The tip of Wyatt's pistol touched her jaw and Hannah Sten turned fractionally, nudging against the barrel, until she could see his face. ‘You have a nerve, Mr Wyatt.'

‘Keep still, both hands on the wheel where I can see them.'

‘I am not armed.'

‘You shot at me earlier.'

‘I did not. I am not armed.'

Something about her voice and body, a hint of unfeigned indignation. Wyatt thought she was telling the truth. He could guess why she was in Noosa—she'd watched the news, just as he had. And Minto would have forwarded the ransom demand. ‘I don't have your painting.'

She was silent a while. ‘I saw a number of scenarios: you were cheated by Miss Quarrell, you were both cheated by the private investigator, you cheated everyone. Several permutations…'

They sat there. Hannah Sten was calm, her hair faintly perfuming the air in the car, her slender forearms unmoving on the steering wheel, watching him in the rear-view mirror. In her lightly accented English she said, ‘I paid money in advance. I have yet to see a return on that money. Instead, we have a shooting at Thomas Ormerod's house, Mr Minto's niece is arrested, Mr Minto is murdered, and I am sent a ransom demand.'

‘Not by me. Police were waiting for me in the house. And the painting was already missing.'

‘What do
you
believe happened, Mr Wyatt?'

The noonday sun beat down on the car. ‘Engine on, air conditioner on,' Wyatt said.

‘Certainly.'

Soon cool air flowed through to Wyatt. He sat half turned to watch, through the back window, for the witness protection car to leave Leah Quarrell's driveway. He guessed he had four or five minutes. Maybe three. Not much time to thrash things out with the client.

He moved the gun away from her jaw. ‘It seems we have come to the same conclusion, the answer lies with Minto's niece.'

‘Yes,' said Sten.

She said nothing more, sat very still. All Wyatt could see was the almost imperceptible movements of her torso as she breathed. But, like him, she was watching the wing and rear-view mirrors for the witness protection sedan to emerge.

‘Tell me about the ransom.'

Sten moved her upper body, twisting in the driver's seat and reaching her right hand towards her bag, black leather on a thin strap. ‘My phone,' she said.

‘Reach in with the thumb and forefinger of your left hand,' Wyatt said.

Hannah Sten snorted. ‘I do not have a weapon.'

‘Left hand, thumb and forefinger.'

Wyatt watched her retrieve an iPhone and thrust it to him between the seats.

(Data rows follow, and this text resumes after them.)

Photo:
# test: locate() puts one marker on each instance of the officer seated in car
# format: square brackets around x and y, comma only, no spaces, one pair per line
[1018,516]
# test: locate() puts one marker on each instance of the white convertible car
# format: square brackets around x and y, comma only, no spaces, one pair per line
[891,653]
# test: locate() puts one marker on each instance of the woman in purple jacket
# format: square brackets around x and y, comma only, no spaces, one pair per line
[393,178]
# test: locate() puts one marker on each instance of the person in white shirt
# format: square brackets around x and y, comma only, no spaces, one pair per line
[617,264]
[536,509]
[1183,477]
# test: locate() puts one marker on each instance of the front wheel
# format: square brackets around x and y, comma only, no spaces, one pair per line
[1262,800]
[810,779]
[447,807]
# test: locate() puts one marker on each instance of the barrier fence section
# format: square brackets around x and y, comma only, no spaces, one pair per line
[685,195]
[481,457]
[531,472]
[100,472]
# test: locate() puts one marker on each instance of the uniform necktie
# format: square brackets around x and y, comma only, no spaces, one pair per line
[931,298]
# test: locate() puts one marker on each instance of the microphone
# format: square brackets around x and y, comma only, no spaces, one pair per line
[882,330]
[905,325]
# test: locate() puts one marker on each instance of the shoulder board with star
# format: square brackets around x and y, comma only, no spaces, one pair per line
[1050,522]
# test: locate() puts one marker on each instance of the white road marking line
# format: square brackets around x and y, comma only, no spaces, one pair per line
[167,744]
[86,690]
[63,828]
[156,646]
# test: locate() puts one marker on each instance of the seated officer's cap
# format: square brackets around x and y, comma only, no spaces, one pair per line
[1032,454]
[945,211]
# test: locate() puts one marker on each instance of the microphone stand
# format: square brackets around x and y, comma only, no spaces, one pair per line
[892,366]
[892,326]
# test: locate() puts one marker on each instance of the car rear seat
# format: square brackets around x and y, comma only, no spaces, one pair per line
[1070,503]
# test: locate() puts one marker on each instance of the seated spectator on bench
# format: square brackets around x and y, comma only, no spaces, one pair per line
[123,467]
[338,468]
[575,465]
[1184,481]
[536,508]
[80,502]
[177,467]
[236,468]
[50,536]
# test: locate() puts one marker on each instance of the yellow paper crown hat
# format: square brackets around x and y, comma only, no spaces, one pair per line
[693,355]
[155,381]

He didn't touch it. ‘Show me.'

Her fingers flicked the screen. He saw a photograph of the painting on an anonymous wall—not Thomas Ormerod's. A newspaper propped on a chair. The ransom demand, his name. ‘Not Minto—he wouldn't have had time.'

Sten half turned in her seat. ‘Did you shoot him?'

‘No. I thought maybe you had,' Wyatt said.

‘I was denied that pleasure.'

Wyatt darted a look through the back window, then opened his door, eased out, and slid onto the passenger seat beside Hannah Sten. She watched him with an amused smile but her eyes were dark, wary.

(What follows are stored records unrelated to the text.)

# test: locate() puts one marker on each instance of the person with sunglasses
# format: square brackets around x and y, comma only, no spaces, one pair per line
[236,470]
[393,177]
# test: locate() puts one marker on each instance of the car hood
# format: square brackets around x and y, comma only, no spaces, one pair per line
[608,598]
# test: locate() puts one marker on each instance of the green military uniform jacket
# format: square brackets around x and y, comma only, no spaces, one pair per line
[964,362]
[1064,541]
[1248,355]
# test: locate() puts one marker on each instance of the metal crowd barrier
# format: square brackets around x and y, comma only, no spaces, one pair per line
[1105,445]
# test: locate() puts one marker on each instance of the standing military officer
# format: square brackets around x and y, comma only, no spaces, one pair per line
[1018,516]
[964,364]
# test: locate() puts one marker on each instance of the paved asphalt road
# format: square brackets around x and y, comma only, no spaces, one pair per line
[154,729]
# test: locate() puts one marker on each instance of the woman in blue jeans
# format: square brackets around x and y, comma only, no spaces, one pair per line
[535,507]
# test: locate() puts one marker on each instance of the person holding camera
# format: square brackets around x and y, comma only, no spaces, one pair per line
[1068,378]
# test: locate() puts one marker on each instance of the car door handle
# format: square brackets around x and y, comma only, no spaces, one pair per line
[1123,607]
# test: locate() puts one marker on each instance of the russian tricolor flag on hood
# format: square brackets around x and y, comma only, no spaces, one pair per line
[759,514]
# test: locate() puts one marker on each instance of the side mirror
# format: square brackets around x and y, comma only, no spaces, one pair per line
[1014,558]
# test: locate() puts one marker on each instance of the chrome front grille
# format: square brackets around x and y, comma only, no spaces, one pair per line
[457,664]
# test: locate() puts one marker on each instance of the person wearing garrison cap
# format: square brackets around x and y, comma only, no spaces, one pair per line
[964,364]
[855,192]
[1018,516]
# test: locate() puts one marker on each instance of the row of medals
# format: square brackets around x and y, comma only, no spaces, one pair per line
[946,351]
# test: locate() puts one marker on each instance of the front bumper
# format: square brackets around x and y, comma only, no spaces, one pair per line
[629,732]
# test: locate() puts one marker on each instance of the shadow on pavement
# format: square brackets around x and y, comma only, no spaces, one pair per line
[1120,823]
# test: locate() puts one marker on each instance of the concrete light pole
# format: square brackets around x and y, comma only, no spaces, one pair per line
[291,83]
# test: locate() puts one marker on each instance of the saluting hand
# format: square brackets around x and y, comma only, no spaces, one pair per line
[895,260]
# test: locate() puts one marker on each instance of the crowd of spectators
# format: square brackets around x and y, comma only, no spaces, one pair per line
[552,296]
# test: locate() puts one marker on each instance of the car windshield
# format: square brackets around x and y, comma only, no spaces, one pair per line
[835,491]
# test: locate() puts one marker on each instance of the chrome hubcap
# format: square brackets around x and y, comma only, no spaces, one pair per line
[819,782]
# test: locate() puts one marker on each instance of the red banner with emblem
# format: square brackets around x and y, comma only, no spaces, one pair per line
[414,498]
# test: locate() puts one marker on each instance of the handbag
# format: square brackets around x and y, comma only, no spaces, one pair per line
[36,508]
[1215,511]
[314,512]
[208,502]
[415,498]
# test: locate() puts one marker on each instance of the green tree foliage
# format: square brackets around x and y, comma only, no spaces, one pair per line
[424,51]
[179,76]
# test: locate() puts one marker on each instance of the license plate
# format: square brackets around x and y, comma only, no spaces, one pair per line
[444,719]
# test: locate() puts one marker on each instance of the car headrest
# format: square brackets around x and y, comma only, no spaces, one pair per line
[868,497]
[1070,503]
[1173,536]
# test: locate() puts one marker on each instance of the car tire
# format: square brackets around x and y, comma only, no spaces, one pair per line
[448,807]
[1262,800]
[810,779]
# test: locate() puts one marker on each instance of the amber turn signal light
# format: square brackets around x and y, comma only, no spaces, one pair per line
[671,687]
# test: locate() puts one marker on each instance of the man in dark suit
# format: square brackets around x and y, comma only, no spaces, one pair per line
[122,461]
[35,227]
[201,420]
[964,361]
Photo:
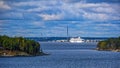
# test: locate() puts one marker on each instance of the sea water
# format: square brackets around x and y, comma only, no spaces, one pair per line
[66,55]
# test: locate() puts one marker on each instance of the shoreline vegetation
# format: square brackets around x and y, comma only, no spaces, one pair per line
[112,44]
[18,46]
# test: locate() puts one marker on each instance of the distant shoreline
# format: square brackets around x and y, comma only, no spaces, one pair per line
[8,53]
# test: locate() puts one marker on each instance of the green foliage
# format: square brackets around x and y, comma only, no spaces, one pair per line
[19,43]
[112,43]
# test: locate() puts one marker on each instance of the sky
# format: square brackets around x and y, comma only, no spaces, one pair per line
[50,18]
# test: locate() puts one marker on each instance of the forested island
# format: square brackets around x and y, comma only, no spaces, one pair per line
[18,46]
[112,44]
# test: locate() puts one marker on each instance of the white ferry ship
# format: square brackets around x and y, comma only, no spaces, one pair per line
[76,40]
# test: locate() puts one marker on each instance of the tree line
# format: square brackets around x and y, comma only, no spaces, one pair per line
[20,44]
[109,44]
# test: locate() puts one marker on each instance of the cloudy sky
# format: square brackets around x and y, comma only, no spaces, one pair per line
[36,18]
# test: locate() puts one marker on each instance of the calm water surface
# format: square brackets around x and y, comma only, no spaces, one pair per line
[66,55]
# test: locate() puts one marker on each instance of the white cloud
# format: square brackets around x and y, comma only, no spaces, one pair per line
[63,10]
[51,17]
[4,6]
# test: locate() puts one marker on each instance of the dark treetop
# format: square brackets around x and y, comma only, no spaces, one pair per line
[30,47]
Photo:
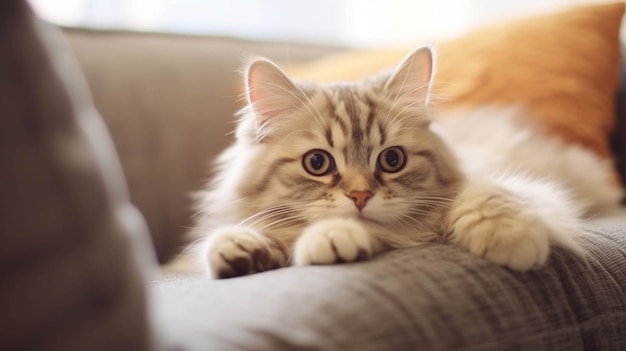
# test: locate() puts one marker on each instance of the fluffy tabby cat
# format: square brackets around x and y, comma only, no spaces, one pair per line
[322,174]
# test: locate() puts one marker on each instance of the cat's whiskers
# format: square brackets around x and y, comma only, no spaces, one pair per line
[269,212]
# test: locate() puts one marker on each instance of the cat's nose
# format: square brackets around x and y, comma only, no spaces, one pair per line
[360,198]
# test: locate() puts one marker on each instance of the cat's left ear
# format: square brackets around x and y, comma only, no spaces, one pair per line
[412,79]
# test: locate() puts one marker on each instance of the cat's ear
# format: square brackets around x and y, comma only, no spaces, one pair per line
[412,79]
[269,91]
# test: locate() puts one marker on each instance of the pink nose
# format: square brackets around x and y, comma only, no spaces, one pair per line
[360,198]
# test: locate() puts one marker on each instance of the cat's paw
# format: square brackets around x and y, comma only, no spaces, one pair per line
[333,241]
[236,251]
[500,227]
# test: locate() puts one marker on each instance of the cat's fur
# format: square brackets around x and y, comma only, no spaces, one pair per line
[481,180]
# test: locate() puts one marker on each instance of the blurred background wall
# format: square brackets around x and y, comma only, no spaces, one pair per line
[351,23]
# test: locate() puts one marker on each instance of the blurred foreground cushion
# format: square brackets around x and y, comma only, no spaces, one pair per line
[71,244]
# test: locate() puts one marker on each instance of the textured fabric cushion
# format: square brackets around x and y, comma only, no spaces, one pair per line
[434,297]
[69,278]
[169,101]
[562,67]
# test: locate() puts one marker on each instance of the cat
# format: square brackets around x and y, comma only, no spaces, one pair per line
[323,174]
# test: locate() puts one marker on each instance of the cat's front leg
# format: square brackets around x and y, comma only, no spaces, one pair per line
[238,250]
[335,240]
[512,225]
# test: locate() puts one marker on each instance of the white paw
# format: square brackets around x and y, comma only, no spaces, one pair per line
[332,241]
[236,251]
[500,227]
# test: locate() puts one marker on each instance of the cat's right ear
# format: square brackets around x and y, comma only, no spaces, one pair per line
[413,78]
[270,92]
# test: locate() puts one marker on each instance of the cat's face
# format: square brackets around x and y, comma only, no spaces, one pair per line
[350,150]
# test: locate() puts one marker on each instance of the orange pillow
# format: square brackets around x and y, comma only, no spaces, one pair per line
[562,67]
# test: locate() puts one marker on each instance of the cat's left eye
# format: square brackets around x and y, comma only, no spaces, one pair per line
[392,159]
[318,162]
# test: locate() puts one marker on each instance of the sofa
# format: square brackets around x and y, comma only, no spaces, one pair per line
[105,134]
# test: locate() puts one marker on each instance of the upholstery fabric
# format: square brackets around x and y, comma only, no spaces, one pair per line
[169,101]
[562,67]
[434,297]
[70,276]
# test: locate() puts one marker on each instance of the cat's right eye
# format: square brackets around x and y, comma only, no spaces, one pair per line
[318,162]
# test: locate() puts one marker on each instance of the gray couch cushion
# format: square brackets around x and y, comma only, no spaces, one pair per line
[68,275]
[434,297]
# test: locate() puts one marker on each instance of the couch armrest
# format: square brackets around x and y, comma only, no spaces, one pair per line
[168,101]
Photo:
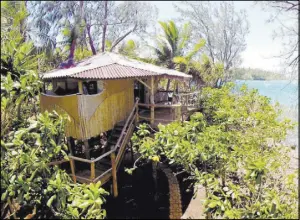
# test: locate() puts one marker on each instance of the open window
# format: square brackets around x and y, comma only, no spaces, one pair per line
[92,87]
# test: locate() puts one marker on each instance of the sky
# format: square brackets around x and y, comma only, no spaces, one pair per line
[261,47]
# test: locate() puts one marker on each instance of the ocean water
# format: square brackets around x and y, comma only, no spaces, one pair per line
[286,93]
[283,91]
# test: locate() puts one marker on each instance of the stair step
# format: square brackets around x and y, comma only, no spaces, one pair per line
[116,136]
[119,128]
[121,123]
[112,142]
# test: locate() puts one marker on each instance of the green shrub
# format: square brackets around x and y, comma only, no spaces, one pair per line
[235,148]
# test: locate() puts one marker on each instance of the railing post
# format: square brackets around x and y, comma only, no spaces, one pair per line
[152,101]
[73,170]
[80,88]
[137,111]
[114,174]
[93,175]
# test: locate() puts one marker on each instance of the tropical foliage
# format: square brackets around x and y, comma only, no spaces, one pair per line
[233,147]
[30,141]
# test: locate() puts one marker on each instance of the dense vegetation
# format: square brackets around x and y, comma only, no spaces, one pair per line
[234,148]
[30,140]
[255,74]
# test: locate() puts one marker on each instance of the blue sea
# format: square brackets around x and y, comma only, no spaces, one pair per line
[283,91]
[286,93]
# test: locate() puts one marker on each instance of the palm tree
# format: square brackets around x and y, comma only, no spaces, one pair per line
[170,47]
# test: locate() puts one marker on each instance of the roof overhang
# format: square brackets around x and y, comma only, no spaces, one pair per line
[105,66]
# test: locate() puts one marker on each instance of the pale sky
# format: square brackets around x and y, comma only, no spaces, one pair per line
[260,46]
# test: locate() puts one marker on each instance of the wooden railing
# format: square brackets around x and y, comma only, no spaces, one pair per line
[176,116]
[189,99]
[184,98]
[115,160]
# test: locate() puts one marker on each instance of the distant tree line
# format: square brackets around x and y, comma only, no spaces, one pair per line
[255,74]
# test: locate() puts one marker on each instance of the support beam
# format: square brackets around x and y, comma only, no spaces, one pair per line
[72,164]
[93,173]
[80,87]
[137,113]
[145,84]
[114,174]
[152,100]
[87,149]
[71,143]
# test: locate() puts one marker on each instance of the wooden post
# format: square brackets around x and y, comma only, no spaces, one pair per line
[87,149]
[178,112]
[93,175]
[80,88]
[70,142]
[114,174]
[152,101]
[131,149]
[73,170]
[137,113]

‘You were in the Israeli military at one point,' Wyatt said, recalling her examination of the car.

She shrugged. ‘An obligation for all young people.'

‘So you know how to fire a gun.'

‘I did not shoot at you, Mr Wyatt.'

Suddenly she moved, shoving the transmission into drive, her eyes on the car's mirrors. A moment later, the unmarked white Holden passed them, drawing away under slow acceleration. She said, ‘We must follow, yes?'

‘Yes,' Wyatt said.

They followed in silence, away from the Noosa area and down along the highway towards the airport. Sten drove expertly, keeping a couple of vehicles between the Corolla and the Holden. Her movements were economical, releasing further strains of perfumed air: shampoo, talc, body lotion. Subtle, pleasant. Not especially feminine but undeniably female. Wyatt pocketed the Ruger and settled back to watch the white car in the distance, waiting for it to turn off to the safe house.